Alexandria frowned and glanced at Lubkin’s pearly 3D, now blank.

“Certainly not. We shall have mythic themes, intuitive art, work of sublime underlying intent. I do not need to stress that these are the feelings we all sorely lack, both in Europe and here and in Asia.”

Alexandria said, “Why does that come next, after Sensate?”

“Well, these are modified views, taken from the strictly schematic outline of Sorokin. We could pass into a Heroic-Promethean, of course”—he paused, beaming around at them—“but does any of us expect that? No one feels Promethean these days, even in your country.”

“We are building the second cylinder city,” Mr. Ichino said. “Surely construction of another world—”

“A fluctuation,” Fresnel said jovially. He touched a fingertip to his vest. “I am always in favor of such adventures. But how many can go to the—the cylcits?”

“If we build them fast enough with raw materials from the moon—” Alexandria began.

“Not enough, not enough,” Fresnel said. “There will always be such things, and they are good, but the main drift is clear. The last few decades, the horrors of it— what have we learned? There will always be dissenters, schismatics, deviants, holdovers, dropouts, undergrounds, heretics even, and of course the reluctant or nominal conformers.”

“They are the majority,” Mr. Ichino said.

“Yes! The majority! So, to do anything useful with them, to channel and funnel that stupendous energy, we, we must place—how is it said?—all these under one roof.” Fresnel made a steeple of his hands, his stone rings like gargoyles.

“The New Sons,” Nigel said.

“A true cultural innovation,” Fresnel said. “Very American. Like your Mormons, they add whatever elements are missing from traditional religions.”

“Stir, season to taste and serve,” Nigel said.

“You’re not truly giving it a chance, Nigel,” Alexandria said with sudden earnestness.

“Bloody right. Anyone for drinks?” He took Alexandria’s glass and made off toward the bar.

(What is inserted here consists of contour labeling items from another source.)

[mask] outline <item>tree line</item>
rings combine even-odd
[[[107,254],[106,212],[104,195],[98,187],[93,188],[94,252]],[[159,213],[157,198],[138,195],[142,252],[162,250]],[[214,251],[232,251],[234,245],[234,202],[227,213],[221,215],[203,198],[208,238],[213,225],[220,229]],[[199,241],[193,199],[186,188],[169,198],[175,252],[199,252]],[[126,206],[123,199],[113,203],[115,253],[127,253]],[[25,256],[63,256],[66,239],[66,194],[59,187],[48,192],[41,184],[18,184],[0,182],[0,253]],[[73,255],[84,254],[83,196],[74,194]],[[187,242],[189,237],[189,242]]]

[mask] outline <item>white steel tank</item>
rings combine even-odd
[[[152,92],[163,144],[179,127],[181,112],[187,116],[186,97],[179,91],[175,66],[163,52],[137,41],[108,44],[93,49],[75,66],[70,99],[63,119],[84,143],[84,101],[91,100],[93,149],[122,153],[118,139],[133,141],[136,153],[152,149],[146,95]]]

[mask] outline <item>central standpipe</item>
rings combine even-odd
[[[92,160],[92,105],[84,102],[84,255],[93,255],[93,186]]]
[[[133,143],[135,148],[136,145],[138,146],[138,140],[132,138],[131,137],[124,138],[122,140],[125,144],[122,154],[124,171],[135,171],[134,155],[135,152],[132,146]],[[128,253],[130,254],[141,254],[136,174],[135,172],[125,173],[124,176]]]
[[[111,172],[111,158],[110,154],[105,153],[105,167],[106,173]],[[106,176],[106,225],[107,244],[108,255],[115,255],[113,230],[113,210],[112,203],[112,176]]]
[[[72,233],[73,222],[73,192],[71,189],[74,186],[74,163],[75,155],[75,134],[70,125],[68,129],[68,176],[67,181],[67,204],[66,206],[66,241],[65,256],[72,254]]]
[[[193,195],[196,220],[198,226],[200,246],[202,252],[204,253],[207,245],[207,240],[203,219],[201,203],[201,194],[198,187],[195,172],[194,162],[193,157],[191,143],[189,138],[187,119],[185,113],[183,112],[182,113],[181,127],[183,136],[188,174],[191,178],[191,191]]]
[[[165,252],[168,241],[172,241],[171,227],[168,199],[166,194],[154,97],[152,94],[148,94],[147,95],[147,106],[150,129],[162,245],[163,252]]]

The carpet seemed made of spongy stuff that lifted him slightly into the air after each step. He navigated through knots of JPL people, flashing an occasional automatic smile and brushing away from contact with others. At the bar he scooped up a basket of pumpkin seeds, roasted and salty and crisp. The Chilean red was gone; he switched to an anonymous Bordeaux. Mr. Ichino materialized at his elbow. “You remain an active astronaut, Mr. Walmsley, I understand?”

“So far.” He downed the Bordeaux and held out his glass to the bartender for a refill.

“Should you be watching your weight?”

“A good eye you have. Quite good.” Nigel prodded a finger into his stomach. “Gaining a bit.”